British unicyclist and circumnavigator

Edward Stuart Pratt (born 8 December 1995) is a British YouTuber. Between 2015 and 2018, he circumnavigated the globe by unicycle, and in 2023 he started a series of "Source to Sea" journeys where he attempts to travel the length of rivers, only allowing himself to make progress while in the river.

== World unicycle tour ==
In March 2015, 19-year-old Pratt set off from his home in Curry Rivel, Somerset, to circumnavigate the globe by unicycle. During the challenge, he cycled approximately 21,000 mi and returned home three-and-a-half years later. He filmed his trip and posted videos about it on his YouTube channel.

Pratt's route took him from the UK through Europe to Turkey, through Asia via a Caspian Sea ferry and south-east Asia to Singapore before flying to Perth. He cycled across Australia to Sydney, and flew to New Zealand's South Island. From Auckland, he flew to San Francisco and traversed the U.S. before flying from New York to Edinburgh. His final cycle took him south from Scotland to Chilthorne Domer in Somerset, England. During the journey, Pratt taught English as a foreign language in Bishkek, Kyrgyzstan, for six months. In Australia, Pratt met Mark Beaumont who was on his world record attempt around the world.
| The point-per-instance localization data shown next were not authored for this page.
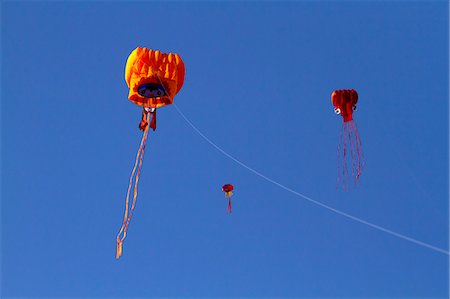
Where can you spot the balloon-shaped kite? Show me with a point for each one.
(228, 189)
(154, 78)
(344, 102)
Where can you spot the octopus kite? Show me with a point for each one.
(350, 153)
(228, 190)
(154, 78)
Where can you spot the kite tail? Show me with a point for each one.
(229, 209)
(134, 176)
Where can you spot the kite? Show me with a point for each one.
(228, 189)
(154, 78)
(344, 102)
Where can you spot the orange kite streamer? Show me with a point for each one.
(154, 78)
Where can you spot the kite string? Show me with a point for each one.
(375, 226)
(129, 210)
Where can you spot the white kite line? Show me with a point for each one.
(380, 228)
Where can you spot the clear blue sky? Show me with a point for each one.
(258, 83)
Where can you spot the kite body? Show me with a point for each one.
(154, 78)
(228, 190)
(350, 155)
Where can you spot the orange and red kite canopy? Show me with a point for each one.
(154, 78)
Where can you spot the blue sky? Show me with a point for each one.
(258, 81)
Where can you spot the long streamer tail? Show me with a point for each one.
(133, 177)
(229, 208)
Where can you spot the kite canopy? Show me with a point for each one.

He ended at the headquarters of School in a Bag, a local charity providing backpacks containing educational tools and materials for poor and vulnerable children around the world, for which he raised over £300,000 during the challenge. Pratt arrived back home in July 2018. In October 2018 he was awarded the 1015th Points of Light award and was commended by British Prime Minister Theresa May through a letter.

In 2020, Pratt acknowledged that he did not follow Guinness World Record regulations he had been given, citing his extended stay in Kyrgyzstan due to harsh winter weather and a near car accident in Kazakhstan earlier and missing the second mandated antipodal point in Madrid (the other being Auckland). Instead, Pratt said that he stuck to his own rules which required him to only progress under his own power by cycling, walking, or pushing the unicycle at steep sections and stated that he took pride in knowing that "apart from the watery bits, there's an unbroken unicycle tire track around the entire planet". In the video, Pratt corrected news outlets that reported that he was the first person to circumnavigate the earth on a unicycle as he hadn't fully completed it officially and also acknowledged the earlier attempt by Wally Watts in the 1970s, which Pratt said had originally inspired him, and interviewed Watts for a video.

== "Source to Sea" ==
In 2023, Pratt travelled from the source of the River Parrett in Somerset to Burnham-on-Sea, where it discharges into the Bristol Channel.

In 2024, he undertook a River Thames "Source to Sea" challenge, travelling the 201 mi from Thames Head at Coates, Gloucestershire, to Sheerness on the Thames Estuary.

In 2025, he completed a third "Source to Sea" challenge going down the River Tay, starting at the top of Ben Oss. It took him 28 days to reach his final destination of Broughty Ferry.